The incident is just the latest in a series of suspicious threats against public officials.

Evers, a Democrat, was on a hit list of a gunman suspected of fatally shooting a retired county judge at his Wisconsin home in 2022. Others on that list included Michigan Gov. Gretchen Whitmer and Senate Minority Leader Mitch McConnell.

Whitmer was the target of a kidnapping plot in 2020. However, it was later revealed that the plot was largely orchestrated by FBI agents who had infiltrated the group of loosely affiliated men disgruntled with Whitmer’s authoritarian mandates during the pandemic.

Since then, several recent exposes have shined a light on the scope of the FBI’s activities in attempting to cast a negative light on supporters of former President Donald Trump and other anti-authoritarian groups affiliated with the political Right.

That has included attempts to link them to neo-Nazis, a group often considered to fall on the other side of the political spectrum as an example of extreme statism.

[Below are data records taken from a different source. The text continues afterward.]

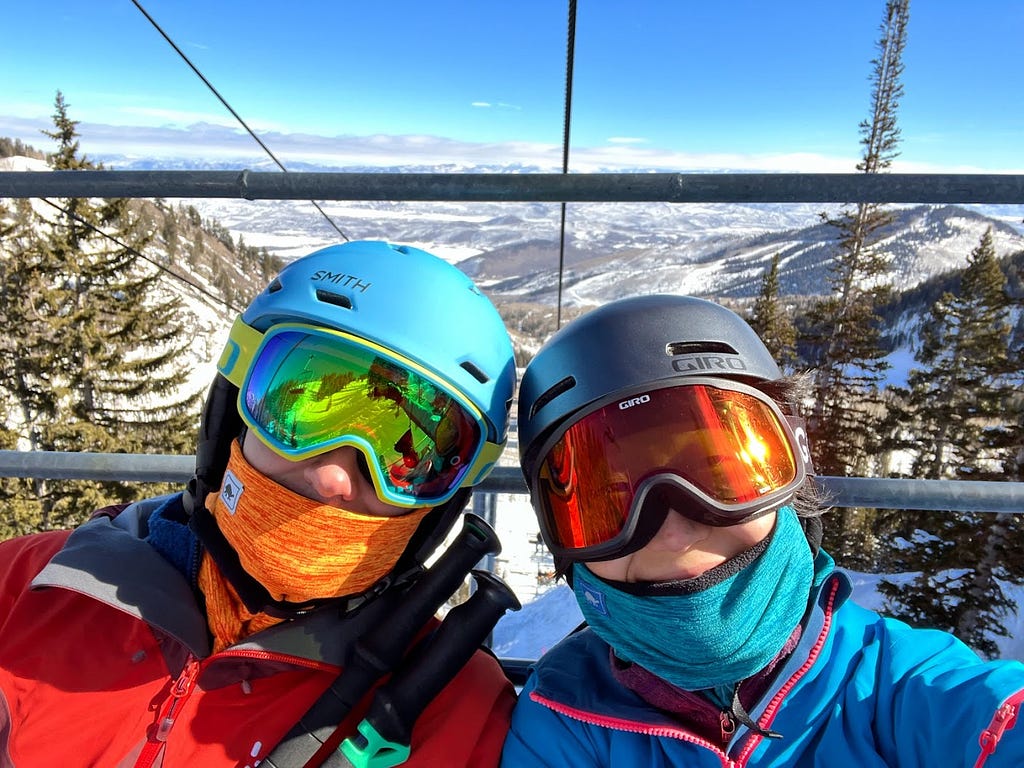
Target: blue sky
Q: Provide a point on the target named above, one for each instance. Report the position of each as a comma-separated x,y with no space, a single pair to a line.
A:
678,84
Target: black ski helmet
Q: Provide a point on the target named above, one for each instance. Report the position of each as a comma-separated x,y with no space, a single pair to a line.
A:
629,343
401,298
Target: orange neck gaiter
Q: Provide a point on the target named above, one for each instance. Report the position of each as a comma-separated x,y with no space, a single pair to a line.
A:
299,549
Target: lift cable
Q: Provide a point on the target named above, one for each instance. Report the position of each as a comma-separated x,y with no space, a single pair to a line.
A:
230,110
569,57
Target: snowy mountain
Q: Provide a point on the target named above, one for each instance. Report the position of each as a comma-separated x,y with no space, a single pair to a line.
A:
611,250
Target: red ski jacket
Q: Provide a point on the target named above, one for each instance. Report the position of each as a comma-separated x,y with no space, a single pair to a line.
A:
104,662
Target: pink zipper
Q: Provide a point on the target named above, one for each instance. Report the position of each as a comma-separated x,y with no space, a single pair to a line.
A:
632,726
1005,718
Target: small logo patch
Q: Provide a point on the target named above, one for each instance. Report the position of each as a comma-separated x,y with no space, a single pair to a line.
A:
231,491
594,598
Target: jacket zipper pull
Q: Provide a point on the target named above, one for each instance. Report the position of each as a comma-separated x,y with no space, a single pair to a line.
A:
728,726
181,689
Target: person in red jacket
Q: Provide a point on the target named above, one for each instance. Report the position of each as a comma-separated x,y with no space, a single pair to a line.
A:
198,629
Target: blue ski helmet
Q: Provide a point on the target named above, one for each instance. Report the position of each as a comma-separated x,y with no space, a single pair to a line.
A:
403,299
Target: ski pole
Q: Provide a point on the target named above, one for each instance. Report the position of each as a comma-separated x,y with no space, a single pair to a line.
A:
382,647
384,736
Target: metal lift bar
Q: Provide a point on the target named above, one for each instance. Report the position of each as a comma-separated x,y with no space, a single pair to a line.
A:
525,187
872,493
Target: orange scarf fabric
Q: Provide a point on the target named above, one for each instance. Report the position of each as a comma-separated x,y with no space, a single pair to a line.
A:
299,549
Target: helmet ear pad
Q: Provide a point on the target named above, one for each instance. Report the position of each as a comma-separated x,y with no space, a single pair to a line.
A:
220,424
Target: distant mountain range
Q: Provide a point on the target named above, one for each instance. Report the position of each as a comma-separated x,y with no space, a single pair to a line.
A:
513,250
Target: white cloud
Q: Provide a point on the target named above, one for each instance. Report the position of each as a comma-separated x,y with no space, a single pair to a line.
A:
211,140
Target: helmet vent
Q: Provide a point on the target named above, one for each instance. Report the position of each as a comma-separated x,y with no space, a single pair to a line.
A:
475,372
560,388
334,298
674,348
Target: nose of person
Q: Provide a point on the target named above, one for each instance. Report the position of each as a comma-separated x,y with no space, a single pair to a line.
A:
678,532
335,476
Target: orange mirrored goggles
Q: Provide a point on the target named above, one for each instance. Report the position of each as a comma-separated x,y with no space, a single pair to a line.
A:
716,451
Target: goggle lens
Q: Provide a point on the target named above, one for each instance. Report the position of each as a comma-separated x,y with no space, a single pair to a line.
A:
308,391
729,448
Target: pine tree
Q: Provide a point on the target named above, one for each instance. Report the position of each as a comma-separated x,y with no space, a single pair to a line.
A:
845,333
848,328
956,401
94,368
771,321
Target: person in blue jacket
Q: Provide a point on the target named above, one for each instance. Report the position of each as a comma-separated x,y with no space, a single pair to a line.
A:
671,477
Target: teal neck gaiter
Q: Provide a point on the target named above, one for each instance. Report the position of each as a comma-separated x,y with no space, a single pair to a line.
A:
718,635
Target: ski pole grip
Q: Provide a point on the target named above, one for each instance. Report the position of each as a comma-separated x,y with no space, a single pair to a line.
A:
385,734
385,644
379,650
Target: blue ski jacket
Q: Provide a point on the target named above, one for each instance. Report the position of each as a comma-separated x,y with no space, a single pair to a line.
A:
859,690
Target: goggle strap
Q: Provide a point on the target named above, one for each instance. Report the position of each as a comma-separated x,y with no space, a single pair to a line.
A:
243,341
799,427
487,458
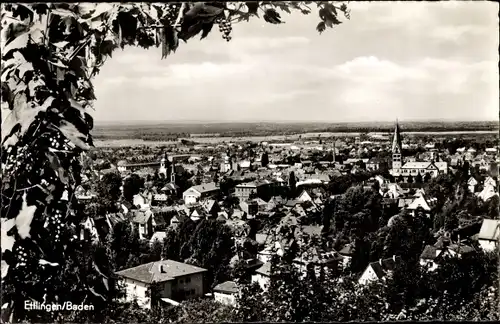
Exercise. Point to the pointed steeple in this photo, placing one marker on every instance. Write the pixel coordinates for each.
(396, 142)
(172, 173)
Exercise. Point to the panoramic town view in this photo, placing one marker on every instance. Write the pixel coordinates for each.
(289, 167)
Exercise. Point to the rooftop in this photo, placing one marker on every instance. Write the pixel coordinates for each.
(159, 271)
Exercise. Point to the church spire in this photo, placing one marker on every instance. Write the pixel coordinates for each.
(396, 143)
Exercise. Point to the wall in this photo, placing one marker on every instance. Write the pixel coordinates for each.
(367, 276)
(261, 280)
(137, 290)
(225, 299)
(190, 197)
(430, 265)
(487, 245)
(195, 283)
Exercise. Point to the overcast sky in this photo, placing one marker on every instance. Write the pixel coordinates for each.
(412, 61)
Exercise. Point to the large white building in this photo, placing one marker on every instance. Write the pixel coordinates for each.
(200, 192)
(407, 169)
(175, 281)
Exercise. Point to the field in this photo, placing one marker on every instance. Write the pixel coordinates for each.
(212, 133)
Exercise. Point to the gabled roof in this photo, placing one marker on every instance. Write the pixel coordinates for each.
(141, 217)
(429, 253)
(158, 236)
(151, 272)
(396, 141)
(489, 230)
(265, 269)
(206, 187)
(347, 250)
(383, 266)
(421, 201)
(208, 204)
(170, 186)
(228, 287)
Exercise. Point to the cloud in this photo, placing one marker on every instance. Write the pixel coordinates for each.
(456, 33)
(372, 69)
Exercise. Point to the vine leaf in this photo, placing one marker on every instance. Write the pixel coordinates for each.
(205, 30)
(169, 40)
(7, 240)
(252, 8)
(69, 130)
(22, 116)
(24, 218)
(321, 27)
(272, 16)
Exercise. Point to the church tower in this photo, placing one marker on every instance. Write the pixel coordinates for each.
(397, 149)
(163, 166)
(172, 173)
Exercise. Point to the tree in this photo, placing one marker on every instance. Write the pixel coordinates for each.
(292, 184)
(418, 178)
(265, 159)
(108, 191)
(48, 65)
(132, 186)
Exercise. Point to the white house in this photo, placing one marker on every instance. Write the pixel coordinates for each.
(489, 181)
(158, 237)
(378, 270)
(226, 293)
(88, 229)
(143, 219)
(432, 254)
(427, 204)
(489, 233)
(471, 184)
(304, 196)
(197, 193)
(487, 193)
(176, 281)
(262, 275)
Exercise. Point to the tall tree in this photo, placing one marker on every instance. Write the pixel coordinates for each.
(109, 192)
(57, 49)
(292, 184)
(264, 159)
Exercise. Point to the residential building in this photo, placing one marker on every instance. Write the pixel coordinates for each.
(175, 281)
(489, 234)
(262, 275)
(143, 219)
(378, 270)
(471, 184)
(200, 192)
(261, 189)
(226, 293)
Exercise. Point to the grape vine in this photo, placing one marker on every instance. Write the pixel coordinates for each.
(50, 53)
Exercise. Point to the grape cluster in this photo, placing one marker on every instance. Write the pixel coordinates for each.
(17, 157)
(225, 28)
(55, 224)
(172, 12)
(21, 256)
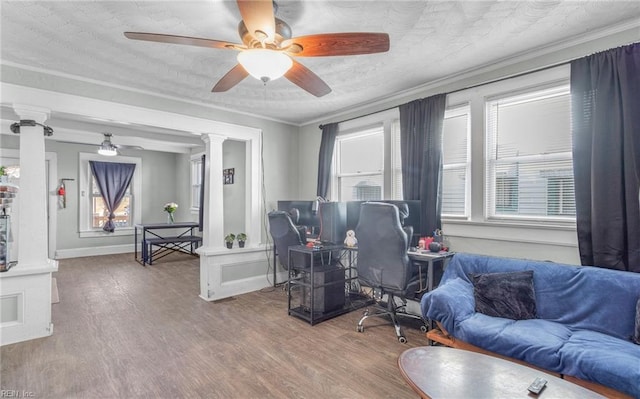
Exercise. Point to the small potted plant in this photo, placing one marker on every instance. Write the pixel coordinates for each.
(241, 237)
(229, 240)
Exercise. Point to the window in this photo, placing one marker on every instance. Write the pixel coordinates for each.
(196, 181)
(92, 209)
(455, 162)
(100, 213)
(529, 166)
(359, 165)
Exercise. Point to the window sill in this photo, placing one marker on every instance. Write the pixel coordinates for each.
(521, 224)
(122, 231)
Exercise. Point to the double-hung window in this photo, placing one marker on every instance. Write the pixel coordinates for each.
(93, 213)
(529, 168)
(455, 162)
(100, 213)
(359, 166)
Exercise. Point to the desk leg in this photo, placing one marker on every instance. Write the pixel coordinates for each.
(275, 266)
(144, 247)
(135, 243)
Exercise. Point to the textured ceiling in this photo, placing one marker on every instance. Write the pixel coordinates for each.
(429, 41)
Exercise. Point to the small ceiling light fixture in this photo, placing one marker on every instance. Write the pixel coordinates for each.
(265, 64)
(107, 148)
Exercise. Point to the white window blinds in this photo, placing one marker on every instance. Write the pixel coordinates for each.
(455, 162)
(529, 169)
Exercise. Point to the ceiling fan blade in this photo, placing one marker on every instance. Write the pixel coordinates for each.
(259, 18)
(302, 76)
(328, 44)
(232, 78)
(189, 41)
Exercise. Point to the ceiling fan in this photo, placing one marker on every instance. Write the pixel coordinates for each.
(109, 149)
(268, 49)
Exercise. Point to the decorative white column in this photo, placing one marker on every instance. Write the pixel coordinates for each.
(213, 223)
(32, 226)
(25, 290)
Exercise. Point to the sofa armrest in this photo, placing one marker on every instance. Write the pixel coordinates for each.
(451, 302)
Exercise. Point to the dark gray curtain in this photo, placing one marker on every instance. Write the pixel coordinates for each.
(605, 116)
(113, 180)
(201, 205)
(421, 152)
(329, 133)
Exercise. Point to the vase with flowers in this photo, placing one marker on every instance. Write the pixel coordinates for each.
(170, 208)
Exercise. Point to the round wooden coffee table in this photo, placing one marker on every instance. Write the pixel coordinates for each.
(439, 372)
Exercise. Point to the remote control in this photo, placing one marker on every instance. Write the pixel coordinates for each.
(537, 385)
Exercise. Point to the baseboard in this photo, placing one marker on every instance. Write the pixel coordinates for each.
(95, 251)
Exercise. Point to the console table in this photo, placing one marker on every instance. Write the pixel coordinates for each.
(439, 372)
(184, 241)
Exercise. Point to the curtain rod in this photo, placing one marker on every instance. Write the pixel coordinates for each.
(517, 75)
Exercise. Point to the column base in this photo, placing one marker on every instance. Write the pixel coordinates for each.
(26, 302)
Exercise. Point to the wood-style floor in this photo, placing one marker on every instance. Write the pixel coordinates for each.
(123, 330)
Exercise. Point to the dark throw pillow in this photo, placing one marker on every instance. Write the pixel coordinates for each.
(508, 295)
(636, 331)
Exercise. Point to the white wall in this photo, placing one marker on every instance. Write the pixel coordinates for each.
(234, 194)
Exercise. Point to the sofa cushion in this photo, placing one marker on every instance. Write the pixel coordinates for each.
(507, 295)
(535, 341)
(582, 297)
(604, 359)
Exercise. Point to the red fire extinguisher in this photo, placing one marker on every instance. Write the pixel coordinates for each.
(62, 194)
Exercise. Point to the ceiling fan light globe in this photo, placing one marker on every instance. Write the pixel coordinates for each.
(107, 150)
(264, 63)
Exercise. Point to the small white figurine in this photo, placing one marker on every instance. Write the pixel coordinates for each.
(351, 240)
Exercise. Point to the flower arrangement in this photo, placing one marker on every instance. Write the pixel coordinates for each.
(170, 208)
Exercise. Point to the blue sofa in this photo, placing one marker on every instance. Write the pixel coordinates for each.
(583, 329)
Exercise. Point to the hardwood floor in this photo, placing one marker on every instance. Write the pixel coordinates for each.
(123, 330)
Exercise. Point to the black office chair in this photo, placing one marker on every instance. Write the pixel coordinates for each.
(384, 266)
(285, 234)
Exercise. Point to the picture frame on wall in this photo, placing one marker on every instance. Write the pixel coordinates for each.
(228, 175)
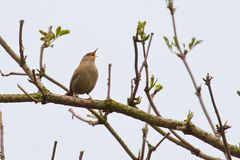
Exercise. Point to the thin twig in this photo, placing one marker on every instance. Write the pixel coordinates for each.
(145, 131)
(81, 155)
(43, 46)
(32, 98)
(2, 155)
(188, 146)
(147, 80)
(21, 47)
(137, 75)
(109, 80)
(37, 74)
(12, 73)
(199, 95)
(183, 58)
(54, 150)
(221, 129)
(74, 114)
(146, 52)
(153, 148)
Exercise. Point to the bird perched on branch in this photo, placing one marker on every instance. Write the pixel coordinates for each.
(85, 76)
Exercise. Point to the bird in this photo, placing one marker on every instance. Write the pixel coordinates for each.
(85, 76)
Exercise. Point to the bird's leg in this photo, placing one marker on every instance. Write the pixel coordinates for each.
(89, 98)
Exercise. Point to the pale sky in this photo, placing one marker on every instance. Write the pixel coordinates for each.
(30, 130)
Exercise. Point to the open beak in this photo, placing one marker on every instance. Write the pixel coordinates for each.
(94, 53)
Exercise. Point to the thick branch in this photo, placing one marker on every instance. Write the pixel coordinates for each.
(114, 106)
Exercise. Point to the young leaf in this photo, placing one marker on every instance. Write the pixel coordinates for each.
(63, 32)
(42, 38)
(58, 30)
(175, 42)
(198, 42)
(43, 33)
(158, 87)
(191, 44)
(166, 41)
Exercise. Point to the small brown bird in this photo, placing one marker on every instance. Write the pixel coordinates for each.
(85, 76)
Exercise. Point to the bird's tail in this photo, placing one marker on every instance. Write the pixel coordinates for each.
(69, 93)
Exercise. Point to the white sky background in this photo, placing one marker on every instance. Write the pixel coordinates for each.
(30, 129)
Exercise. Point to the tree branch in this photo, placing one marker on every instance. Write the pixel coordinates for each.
(114, 106)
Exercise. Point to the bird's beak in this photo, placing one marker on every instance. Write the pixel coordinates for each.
(94, 52)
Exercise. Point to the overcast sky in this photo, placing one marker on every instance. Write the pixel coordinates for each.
(30, 130)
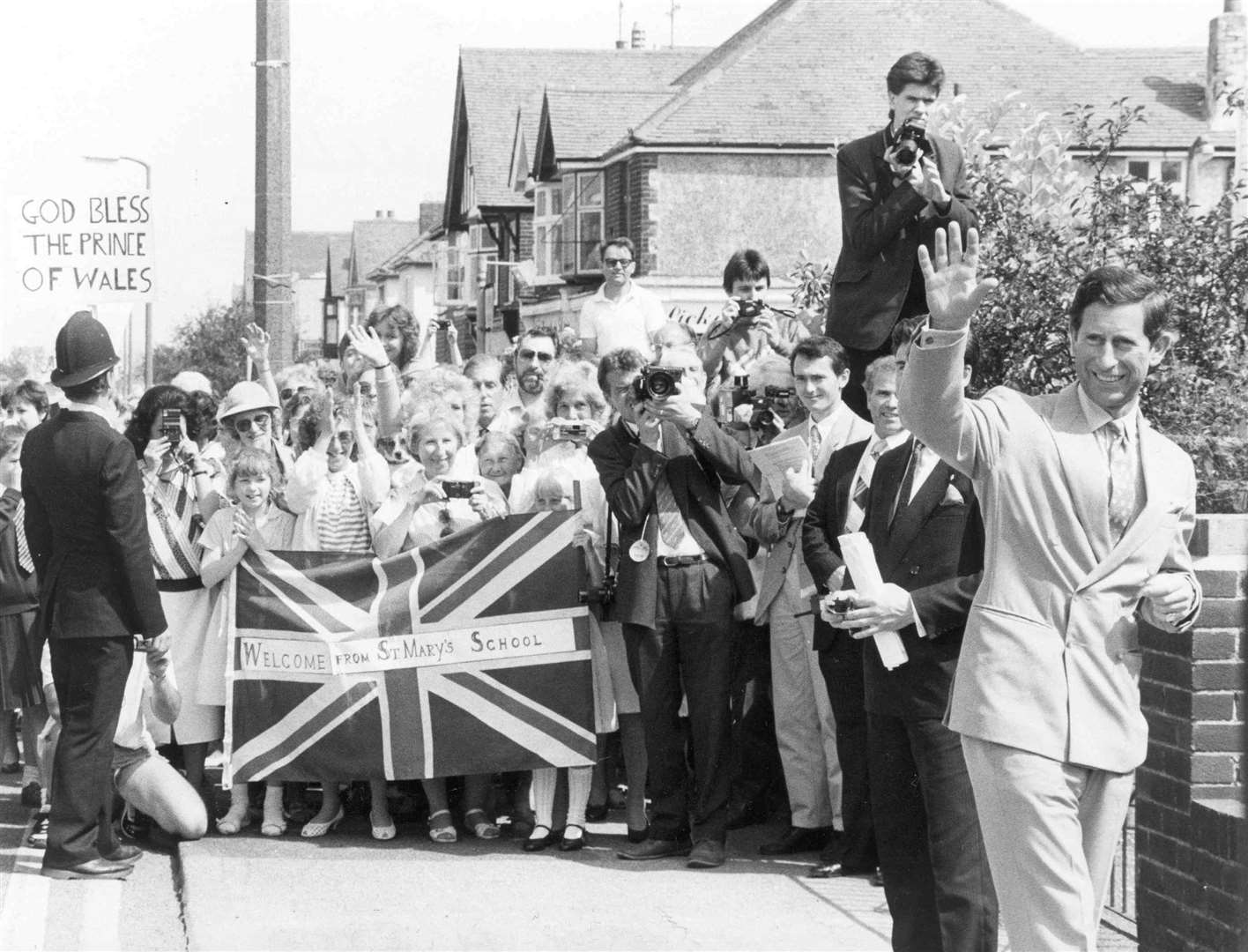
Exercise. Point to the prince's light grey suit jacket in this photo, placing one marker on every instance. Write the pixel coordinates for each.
(1051, 657)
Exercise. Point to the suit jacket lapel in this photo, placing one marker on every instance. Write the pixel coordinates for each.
(914, 514)
(1083, 465)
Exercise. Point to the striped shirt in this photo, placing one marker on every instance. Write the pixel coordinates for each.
(341, 520)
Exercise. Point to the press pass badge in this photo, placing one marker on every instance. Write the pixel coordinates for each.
(639, 550)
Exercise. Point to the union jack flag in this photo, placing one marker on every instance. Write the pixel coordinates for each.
(470, 655)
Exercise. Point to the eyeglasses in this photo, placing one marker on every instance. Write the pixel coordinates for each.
(246, 424)
(527, 354)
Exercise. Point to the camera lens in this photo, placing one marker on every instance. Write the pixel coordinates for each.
(660, 384)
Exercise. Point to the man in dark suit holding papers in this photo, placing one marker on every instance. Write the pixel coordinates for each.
(924, 524)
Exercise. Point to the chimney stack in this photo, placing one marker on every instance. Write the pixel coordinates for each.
(1227, 63)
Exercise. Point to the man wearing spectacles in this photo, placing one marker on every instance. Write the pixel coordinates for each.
(621, 313)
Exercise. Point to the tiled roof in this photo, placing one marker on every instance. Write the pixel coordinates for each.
(374, 241)
(308, 256)
(813, 72)
(500, 81)
(583, 126)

Not coincidentally, many of the neo-Nazi leaders also have proven to be working with the government as FBI informants.

Earlier this week, a shocking Newsweek report revealed that for the first time ever the FBI had actively designated political identity as a subcategory of extremism in an effort to target Trump supporters specifically in the leadup to the 2024 election. It previously interfered in both the 2016 and the 2020 presidential elections.

Evers has become an increasingly divisive and controversial figure in the key battleground state. He recently deployed a bizarre veto procedure to change the wording in a bill from the state legislature that sought to cut taxes for Wisconsin residents and used it instead to increase funding to the state’s public schools for the next 400 years in perpetuity.

The state also is facing a series of crises over its perceived vote fraud during recent election cycles, with a letter this week from a top Republican lawmaker calling for the impeachment of one of the state’s top election officials, Meagan Wolfe, after investigations showed she allowed outside officials to infiltrate several of the state’s local voting offices and dictate election policies.